There are doubtless good reasons for depriving Iraq of their weapons of mass destruction, but the United Nations and a worldwide cooperative process of methodical identification and surgical removal is the way to go if it can be done.  Otherwise, we convince even moderate middle-easterners that we are exactly as Osama bin Laden has painted us, we will have alienated our traditional allies, we will have killed and lost thousands of human beings, burdened our struggling economy with enormous costs, and we will not have achieved a thing that cannot be undone in another ten years.  Even if we manage to kill Saddam Hussein, which we have no right to do either under international law or our own traditional policies, this will merely create a lot of antagonism and a power vacuum in Iraq which, by a natural process we have seen in action a hundred times, will ultimately be filled by whoever is brutal and unscrupulous enough to take over.
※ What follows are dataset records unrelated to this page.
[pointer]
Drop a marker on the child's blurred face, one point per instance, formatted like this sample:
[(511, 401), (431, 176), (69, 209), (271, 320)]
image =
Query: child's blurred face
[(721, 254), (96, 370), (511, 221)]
War against Iraq, as President Bush would have it, is stupidity of the worst sort and is exactly why a majority of American voters did not want Bush to be president.  He is immature, ego-challenged, impulsive, historically naïve, and not very bright.  No doubt he means well after his fashion, but he is sending our country into a violent morass of unimaginable complexity and ramification, and he seems to be doing it because he feels humiliated over the events of 9/11/01 and not because it is the right thing to do.